PCR File Hash Extension
The graph shown below shows how multiple file measurements can be extended into a Platform Configuration Register (PCR). The PCR acts as a kind of blockchain securing the files against modification.

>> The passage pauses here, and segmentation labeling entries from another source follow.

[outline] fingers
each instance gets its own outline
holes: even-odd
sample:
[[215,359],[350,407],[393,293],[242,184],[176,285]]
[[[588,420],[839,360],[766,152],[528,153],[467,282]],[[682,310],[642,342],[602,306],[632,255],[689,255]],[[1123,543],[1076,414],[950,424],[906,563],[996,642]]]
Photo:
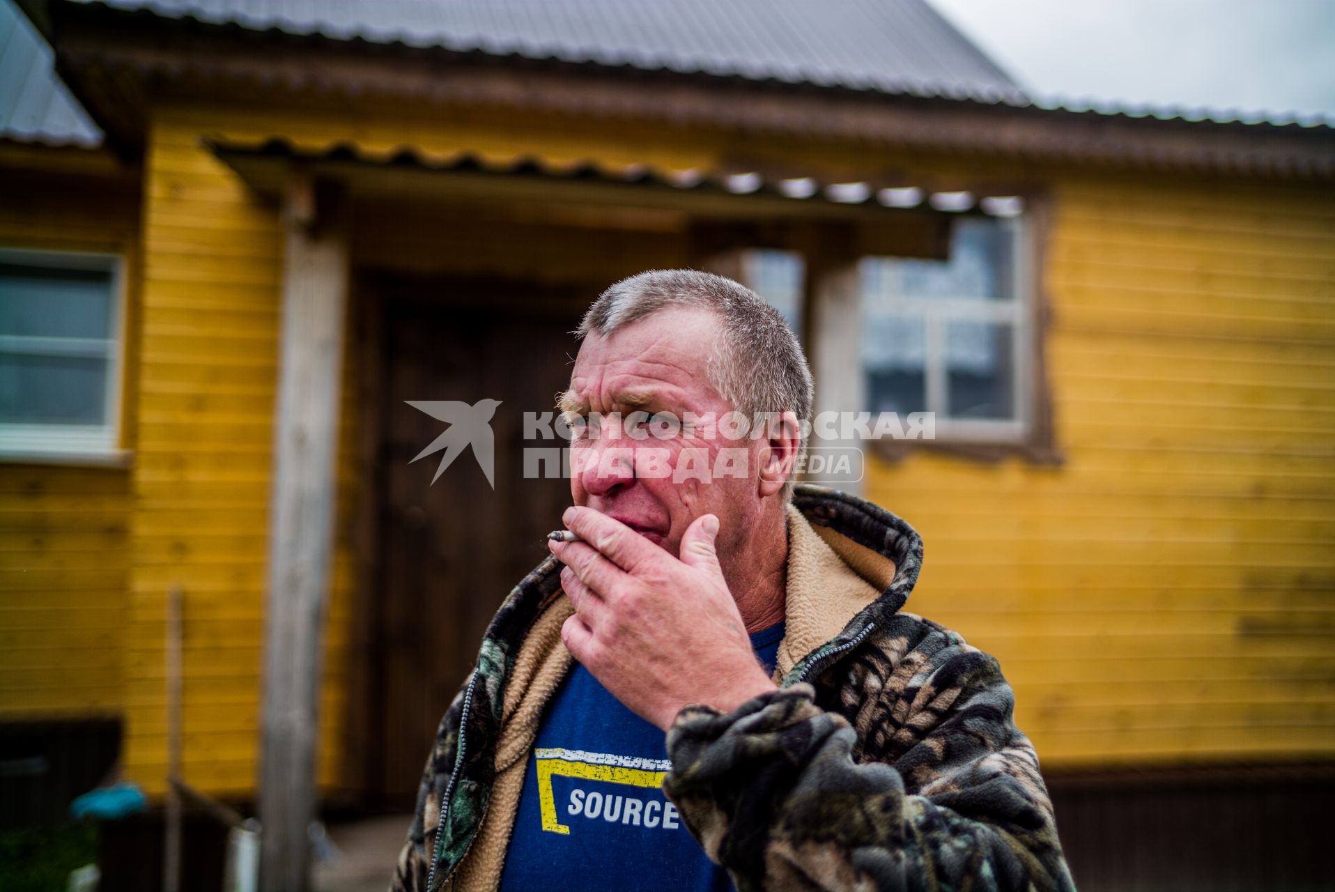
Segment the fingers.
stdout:
[[547,549],[599,597],[610,596],[618,585],[629,580],[625,570],[605,558],[587,542],[547,539]]
[[577,533],[579,538],[627,572],[634,572],[646,561],[662,560],[666,554],[621,521],[614,521],[591,507],[567,507],[561,519],[570,531]]
[[583,624],[578,613],[566,617],[565,624],[561,626],[561,641],[565,642],[566,650],[582,665],[587,666],[590,664],[594,649],[593,632]]
[[681,562],[721,580],[724,570],[718,565],[718,551],[714,545],[717,538],[718,518],[713,514],[701,514],[681,535]]
[[561,588],[565,590],[575,613],[583,620],[589,629],[594,629],[606,614],[607,605],[602,602],[598,593],[585,585],[570,568],[561,570]]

Figure 1. Multiple File Hashes extended into PCR n
Final PCR State
After all 136 boot event hashes listed above have been extended into the corresponding
Platform Configuration Registers, the SHA-256 PCR bank has taken on the following
final state as displayed by the tpm2_pcrread command
$ tpm2_pcrread sha256
sha256:
0 : 0x06156CE646859EE3810957549A184B7A2EA6C6C04F3DDB8A2CD3A367F4931671
1 : 0x6CB042076EC2B867A92BCB8E12F914D64A06E29BA1080CE4E02755C021236C81
2 : 0x303B0987954CD09CA178B86BDD605540F40040E8E642BD1173AC45BC9B36A349
3 : 0x3D458CFE55CC03EA1F443F1562BEEC8DF51C75E14A9FCF9A7234A13F198E7969
4 : 0xA31DBF9D3BCE3203F254598D69351D8E4B7E1B54CD433D1C71079252246AECEF
5 : 0xBB496D971FABAC31BC4D1CA2F2EAF7C082F3E93C256F0793E0CF6714FD36404D
6 : 0x3D458CFE55CC03EA1F443F1562BEEC8DF51C75E14A9FCF9A7234A13F198E7969
7 : 0x446F7A67D578B2F947C4E112F76996E7E367D274AFAFBE778994C41A4B67BCFE
8 : 0x36772CB77B34C1BCDC416E3CC050E7267B64C29128129B6A3A138A74C65873AD
9 : 0xE2097CE21704A846B3553F24DF4E5726F1B986DC31C311B830288D860021EE57
10: 0xD36EBB1BC3F6DF8292F9A13BD4BCA0AC639D2EEB2646ED76DCD06429BDF7A82B
11: 0x0000000000000000000000000000000000000000000000000000000000000000
12: 0x0000000000000000000000000000000000000000000000000000000000000000
13: 0x0000000000000000000000000000000000000000000000000000000000000000
14: 0xE3991B7DDD47BE7E92726A832D6874C5349B52B789FA0DB8B558C69FEA29574E
15: 0x0000000000000000000000000000000000000000000000000000000000000000
16: 0x0000000000000000000000000000000000000000000000000000000000000000
17: 0xFFFFFFFFFFFFFFFFFFFFFFFFFFFFFFFFFFFFFFFFFFFFFFFFFFFFFFFFFFFFFFFF
18: 0xFFFFFFFFFFFFFFFFFFFFFFFFFFFFFFFFFFFFFFFFFFFFFFFFFFFFFFFFFFFFFFFF
19: 0xFFFFFFFFFFFFFFFFFFFFFFFFFFFFFFFFFFFFFFFFFFFFFFFFFFFFFFFFFFFFFFFF
20: 0xFFFFFFFFFFFFFFFFFFFFFFFFFFFFFFFFFFFFFFFFFFFFFFFFFFFFFFFFFFFFFFFF
21: 0xFFFFFFFFFFFFFFFFFFFFFFFFFFFFFFFFFFFFFFFFFFFFFFFFFFFFFFFFFFFFFFFF
22: 0xFFFFFFFFFFFFFFFFFFFFFFFFFFFFFFFFFFFFFFFFFFFFFFFFFFFFFFFFFFFFFFFF
23: 0x0000000000000000000000000000000000000000000000000000000000000000
Boot Aggregate Value
At the end of the boot attestation phase, the concatenated final hashes from
PCR 0..9 are extended into PCR 10 to form the so-called boot aggregate
value which is used as a starting value for the file measurements done by the
Integrity Measurement Architecture (IMA).